Re: [LSF/MM/BPF TOPIC] Large block for I/O

Matthew Wilcox <willy@xxxxxxxxxxxxx> · Fri, 22 Dec 2023 13:29:17 +0000

On Fri, Dec 22, 2023 at 01:29:18PM +0100, Hannes Reinecke wrote:
> And that is actually a very valid point; memory fragmentation will become an
> issue with larger block sizes.
> 
> Theoretically it should be quite easily solved; just switch the memory
> subsystem to use the largest block size in the system, and run every smaller
> memory allocation via SLUB (or whatever the allocator-of-the-day
> currently is :-). Then trivially the system will never be fragmented,
> and I/O can always use large folios.
> 
> However, that means to do away with alloc_page(), which is still in
> widespread use throughout the kernel. I would actually in favour of it,
> but it might be that mm people have a different view.
> 
> Matthew, worth a new topic?
> Handling memory fragmentation on large block I/O systems?

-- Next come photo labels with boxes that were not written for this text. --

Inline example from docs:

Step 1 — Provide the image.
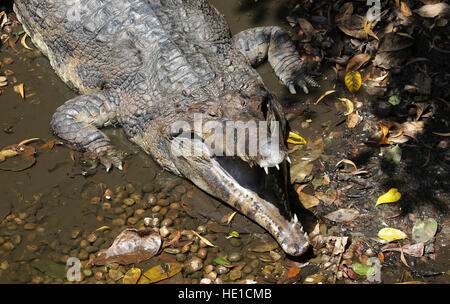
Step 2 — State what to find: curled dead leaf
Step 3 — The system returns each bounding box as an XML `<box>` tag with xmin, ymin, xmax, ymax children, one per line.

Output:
<box><xmin>90</xmin><ymin>228</ymin><xmax>161</xmax><ymax>265</ymax></box>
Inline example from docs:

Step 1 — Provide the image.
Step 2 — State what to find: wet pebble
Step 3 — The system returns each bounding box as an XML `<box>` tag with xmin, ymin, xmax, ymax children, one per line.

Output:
<box><xmin>230</xmin><ymin>238</ymin><xmax>242</xmax><ymax>247</ymax></box>
<box><xmin>123</xmin><ymin>197</ymin><xmax>136</xmax><ymax>206</ymax></box>
<box><xmin>23</xmin><ymin>223</ymin><xmax>36</xmax><ymax>230</ymax></box>
<box><xmin>87</xmin><ymin>233</ymin><xmax>97</xmax><ymax>243</ymax></box>
<box><xmin>228</xmin><ymin>251</ymin><xmax>242</xmax><ymax>262</ymax></box>
<box><xmin>161</xmin><ymin>218</ymin><xmax>173</xmax><ymax>227</ymax></box>
<box><xmin>197</xmin><ymin>248</ymin><xmax>208</xmax><ymax>260</ymax></box>
<box><xmin>175</xmin><ymin>253</ymin><xmax>186</xmax><ymax>262</ymax></box>
<box><xmin>108</xmin><ymin>269</ymin><xmax>123</xmax><ymax>281</ymax></box>
<box><xmin>184</xmin><ymin>257</ymin><xmax>203</xmax><ymax>274</ymax></box>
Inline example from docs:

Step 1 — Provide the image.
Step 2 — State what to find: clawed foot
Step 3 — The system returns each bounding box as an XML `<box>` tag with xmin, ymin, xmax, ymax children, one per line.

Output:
<box><xmin>98</xmin><ymin>148</ymin><xmax>124</xmax><ymax>172</ymax></box>
<box><xmin>286</xmin><ymin>68</ymin><xmax>319</xmax><ymax>94</ymax></box>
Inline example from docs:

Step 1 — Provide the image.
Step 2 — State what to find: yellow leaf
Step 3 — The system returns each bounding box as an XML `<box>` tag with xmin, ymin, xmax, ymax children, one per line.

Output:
<box><xmin>364</xmin><ymin>20</ymin><xmax>380</xmax><ymax>40</ymax></box>
<box><xmin>339</xmin><ymin>98</ymin><xmax>353</xmax><ymax>115</ymax></box>
<box><xmin>95</xmin><ymin>226</ymin><xmax>111</xmax><ymax>231</ymax></box>
<box><xmin>137</xmin><ymin>262</ymin><xmax>183</xmax><ymax>284</ymax></box>
<box><xmin>316</xmin><ymin>90</ymin><xmax>336</xmax><ymax>104</ymax></box>
<box><xmin>20</xmin><ymin>33</ymin><xmax>33</xmax><ymax>50</ymax></box>
<box><xmin>335</xmin><ymin>159</ymin><xmax>358</xmax><ymax>170</ymax></box>
<box><xmin>375</xmin><ymin>188</ymin><xmax>402</xmax><ymax>206</ymax></box>
<box><xmin>287</xmin><ymin>132</ymin><xmax>307</xmax><ymax>145</ymax></box>
<box><xmin>378</xmin><ymin>228</ymin><xmax>407</xmax><ymax>241</ymax></box>
<box><xmin>397</xmin><ymin>32</ymin><xmax>414</xmax><ymax>39</ymax></box>
<box><xmin>122</xmin><ymin>268</ymin><xmax>141</xmax><ymax>284</ymax></box>
<box><xmin>14</xmin><ymin>83</ymin><xmax>25</xmax><ymax>99</ymax></box>
<box><xmin>227</xmin><ymin>211</ymin><xmax>237</xmax><ymax>224</ymax></box>
<box><xmin>344</xmin><ymin>71</ymin><xmax>362</xmax><ymax>94</ymax></box>
<box><xmin>192</xmin><ymin>230</ymin><xmax>216</xmax><ymax>247</ymax></box>
<box><xmin>0</xmin><ymin>149</ymin><xmax>19</xmax><ymax>163</ymax></box>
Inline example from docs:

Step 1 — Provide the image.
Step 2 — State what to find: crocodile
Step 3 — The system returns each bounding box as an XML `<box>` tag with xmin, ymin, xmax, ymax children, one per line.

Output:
<box><xmin>14</xmin><ymin>0</ymin><xmax>317</xmax><ymax>256</ymax></box>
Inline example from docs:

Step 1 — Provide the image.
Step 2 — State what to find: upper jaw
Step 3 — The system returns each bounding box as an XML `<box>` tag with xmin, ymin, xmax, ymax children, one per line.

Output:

I think if we're going to do that as a topic (and I'm not opposed!),
we need data.  Various workloads, various block sizes, etc.  Right now
people discuss this topic with "feelings" and "intuition" and I think
we need more than vibes to have a productive discussion.

My laptop (rebooted last night due to an unfortunate upgrade that left
anything accessing the sound device hanging ...):

MemTotal:       16006344 kB
MemFree:         2353108 kB
Cached:          7957552 kB
AnonPages:       4271088 kB
Slab:             654896 kB

so ~50% of my 16GB of memory is in the page cache and ~25% is anon memory.
If the page cache is all in 16kB chunks and we need to allocate order-2
folios in order to read from a file, we can find it easily by reclaiming
other order-2 folios from the page cache.  We don't need to resort to
heroics like eliminating use of alloc_page().

We should eliminate use of alloc_page() across most of the kernel, but
that's a different topic and one that has not much relevance to LSF/MM
since it's drivers that need to change, not the MM ;-)

Now, other people "feel" differently.  And that's cool, but we're not
going to have a productive discussion without data that shows whose
feelings represent reality and for which kinds of workloads.